The frightening thing for me is that nothing is changing. We have the QIPP agenda and we attend regular meetings to monitor progress. All the right noises are being made but, when you put GPs on the spot and ask ‘Being aware, as you are,  of the problems that face the NHS, what are you doing differently when the consulting room door closes?’ The answer is overwhelmingly ‘Nothing different at all.’ This speaks volumes for the dedication of GPs in putting their patients first but the failure to act is posing an existential threat to the very NHS that they all love and support.
What will  happen when the new CCGs fail to deliver their commissioning plans within budget has not been made clear. The Department of Health has made clear that CCGs will deliver ‘or else’ (my words – hyperbole I know) . Failure to deliver is not an option according to the Department of Health.
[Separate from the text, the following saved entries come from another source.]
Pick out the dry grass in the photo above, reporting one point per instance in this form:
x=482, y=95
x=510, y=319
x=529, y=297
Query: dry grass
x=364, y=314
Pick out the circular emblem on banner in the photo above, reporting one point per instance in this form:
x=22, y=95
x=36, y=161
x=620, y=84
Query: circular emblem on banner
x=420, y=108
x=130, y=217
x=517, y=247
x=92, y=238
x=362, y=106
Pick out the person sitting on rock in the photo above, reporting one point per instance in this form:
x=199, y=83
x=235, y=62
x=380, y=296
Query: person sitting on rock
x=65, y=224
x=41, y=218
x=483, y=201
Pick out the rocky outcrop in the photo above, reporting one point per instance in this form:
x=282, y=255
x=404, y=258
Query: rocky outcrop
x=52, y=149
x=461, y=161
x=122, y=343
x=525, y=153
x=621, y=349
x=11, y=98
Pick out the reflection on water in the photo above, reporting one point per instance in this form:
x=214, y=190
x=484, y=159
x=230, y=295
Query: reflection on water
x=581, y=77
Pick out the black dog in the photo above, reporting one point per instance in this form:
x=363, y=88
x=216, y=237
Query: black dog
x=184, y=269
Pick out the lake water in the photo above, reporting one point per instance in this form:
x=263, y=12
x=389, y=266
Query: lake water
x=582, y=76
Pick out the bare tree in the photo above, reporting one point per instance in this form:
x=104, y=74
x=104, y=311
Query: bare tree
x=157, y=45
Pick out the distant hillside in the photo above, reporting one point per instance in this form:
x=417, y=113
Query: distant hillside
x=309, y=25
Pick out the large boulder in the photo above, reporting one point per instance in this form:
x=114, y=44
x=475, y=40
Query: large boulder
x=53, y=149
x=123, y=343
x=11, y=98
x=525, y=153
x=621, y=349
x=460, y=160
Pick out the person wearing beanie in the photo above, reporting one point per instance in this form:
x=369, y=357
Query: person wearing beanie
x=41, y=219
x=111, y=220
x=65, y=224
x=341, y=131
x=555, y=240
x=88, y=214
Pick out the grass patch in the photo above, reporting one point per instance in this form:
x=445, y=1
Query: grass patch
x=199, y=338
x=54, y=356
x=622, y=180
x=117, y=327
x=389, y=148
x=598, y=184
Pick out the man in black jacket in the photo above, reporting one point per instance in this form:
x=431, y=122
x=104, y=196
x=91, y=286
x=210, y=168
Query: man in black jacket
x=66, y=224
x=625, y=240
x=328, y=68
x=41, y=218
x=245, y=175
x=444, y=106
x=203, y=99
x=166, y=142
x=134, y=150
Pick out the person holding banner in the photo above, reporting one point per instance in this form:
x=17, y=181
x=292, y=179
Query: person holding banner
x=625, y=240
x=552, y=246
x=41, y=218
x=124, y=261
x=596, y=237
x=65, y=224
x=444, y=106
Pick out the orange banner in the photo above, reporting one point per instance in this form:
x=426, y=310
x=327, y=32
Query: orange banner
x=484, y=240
What follows is my personal assessment of what will probably happen in the event of failure to deliver within budget:
Year 1. Chief Executive of CCG sacked.
Year 2. special Measures – Department of Health put Special Task Force into CCG
Year 3: CCG commissioning role put out to tender.

The Nuclear Option

This is the ‘nuclear option’. If the role of the CCG is put out to tender there are likely to be a number of private health companies and partnerships who would bid for that role. This has already happened in the running of Hospital Provider Trusts.  If and when this happens, the commissioning of high quality health services that are cost-effective, sustainable and reduce inequalities will become subordinate to a profit motive and the interests of shareholders and/or partners. At the this point, the NHS as I know it, and as the population at large know and love it, will have ceased to exist.